Moving forward, the subsequent chapters will be organized in this manner. In the second section, the emphasis is on describing the work associated with algorithms, such as determining the most efficient travel routes. In the third section of the article, the introduction of data sets and improved GAs is covered. The fourth component consists of evaluating the outcomes of our model simulation. The fifth and final section is dedicated to conclusion.

There are currently two categories of methods for providing travel recommendations: those that provide recommendations based on the destination and those that provide recommendations based on the route. In the first approach, the emphasis is placed on recommending a single location that offers the optimal combination of features. A frequent example of this is personal travel, which travel agencies use to assist customers in locating the most suitable vacation packages based on the criteria they have specified. Once the process of generating recommendations has been completed, the user is presented with a list of options, each of which has been assigned a rating. The second method not only provides a list of locations that are more relevant to the user's interests but also it assists passengers in planning multistop itineraries. There will always be a demand for a system that can recommend vacation destinations based on the interests and affinities of individual users, given the difficulty of trip planning. Some academics recommend personalized trip itineraries based on user preferences using geotagged photographs. In addition, users have the option of submitting their personal preferences in an interactive format.
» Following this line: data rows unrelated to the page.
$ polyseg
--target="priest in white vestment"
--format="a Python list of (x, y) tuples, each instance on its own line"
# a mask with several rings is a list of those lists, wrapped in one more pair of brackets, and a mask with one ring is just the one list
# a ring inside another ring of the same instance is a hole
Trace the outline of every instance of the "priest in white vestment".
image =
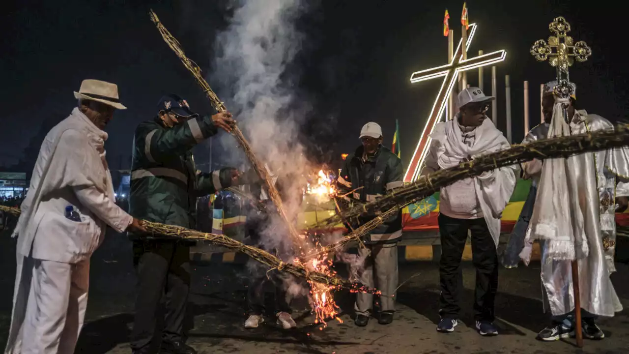
[[(430, 135), (431, 142), (422, 175), (510, 147), (507, 139), (486, 115), (493, 100), (478, 88), (469, 88), (459, 93), (459, 112), (452, 120), (437, 124)], [(493, 322), (498, 285), (500, 219), (515, 187), (517, 169), (515, 166), (501, 168), (441, 189), (439, 332), (452, 332), (459, 324), (462, 290), (460, 263), (469, 232), (476, 268), (474, 305), (476, 329), (482, 336), (498, 334)]]
[(13, 310), (5, 353), (71, 354), (87, 304), (89, 258), (108, 226), (145, 231), (114, 203), (103, 131), (118, 87), (85, 80), (79, 106), (46, 135), (13, 236)]
[[(575, 108), (575, 98), (553, 93), (556, 81), (545, 85), (542, 106), (550, 122), (548, 137), (611, 129), (605, 118)], [(574, 84), (573, 88), (576, 89)], [(569, 123), (562, 104), (569, 105)], [(613, 149), (567, 159), (535, 160), (523, 164), (526, 174), (537, 176), (537, 197), (525, 248), (520, 256), (530, 260), (532, 243), (540, 240), (545, 310), (551, 324), (538, 334), (544, 341), (574, 335), (574, 299), (571, 261), (579, 260), (582, 332), (584, 338), (603, 339), (597, 316), (613, 316), (622, 306), (610, 279), (615, 271), (615, 200), (629, 195), (629, 150)]]

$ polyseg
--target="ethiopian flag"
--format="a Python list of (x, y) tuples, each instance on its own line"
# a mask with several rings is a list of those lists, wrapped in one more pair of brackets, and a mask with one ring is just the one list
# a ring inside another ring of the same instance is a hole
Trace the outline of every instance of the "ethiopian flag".
[(395, 120), (395, 134), (393, 135), (393, 144), (391, 145), (391, 151), (398, 155), (399, 158), (399, 125), (398, 120)]
[(450, 34), (450, 24), (448, 20), (450, 20), (450, 14), (448, 13), (448, 9), (445, 9), (445, 16), (443, 16), (443, 35), (448, 37)]
[(465, 26), (465, 30), (470, 28), (470, 20), (467, 14), (467, 6), (463, 3), (463, 12), (461, 13), (461, 25)]

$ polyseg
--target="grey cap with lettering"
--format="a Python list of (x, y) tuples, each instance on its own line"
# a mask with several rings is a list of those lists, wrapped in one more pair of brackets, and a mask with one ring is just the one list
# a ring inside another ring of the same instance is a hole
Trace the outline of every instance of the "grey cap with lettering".
[(478, 88), (467, 88), (459, 93), (459, 107), (468, 103), (476, 102), (489, 102), (496, 100), (493, 96), (485, 96), (482, 90)]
There has been an increase in interest in receiving personalized travel advice [1721]. There are three primary strategies that are frequently utilized in personalized trip suggestions, and these are collaborative filtering, Markov chains, and matrix factorization. Location-based collaborative filtering [22, 23] is one of the most well-known methods for measuring the similarity of social users based on the co-occurrence of previously visited locations of interest, and for then ranking locations of interest based on the visit records of users who are similar to the user being measured. Some academics make use of the model in conjunction with Gaussian density estimation in order to make trip recommendations based on user votes that are similar. Some researchers have constructed a matrix of user locations by utilizing user check-in information locations and a multicenter Gaussian model using the model's probability to analyze users' check-in behavior, including check-in frequency in space, for the purpose of predicting unknown frequencies of these unvisited locations. This matrix of user locations can be used to predict unknown frequencies of these unvisited locations. The independent location model of the user's content preference and the location-aware model of the user's location preference for the tourist point are motivated by the fact that the user's preference for the content of the tourist point is distinct from the user's preference for the tourist point itself. However, when there are few location records of users, location-based approaches may confront the problem of data sparseness. Hence, mining comparable users may be an extremely challenging task. For example, author-topic model-based collaborative filtering approaches simultaneously mine categories of users' topic interests (such as culture, cityscape, landmarks) to facilitate comprehensive recommendations for social users. Topic models are effective at solving problems with limited amounts of data. An iterative learning model that is taught from the authors' offline modules is used by the authors of one paper to present a location and preference-aware trip recommendation system. The method makes use of a weighted category hierarchy to model each person's individual preferences.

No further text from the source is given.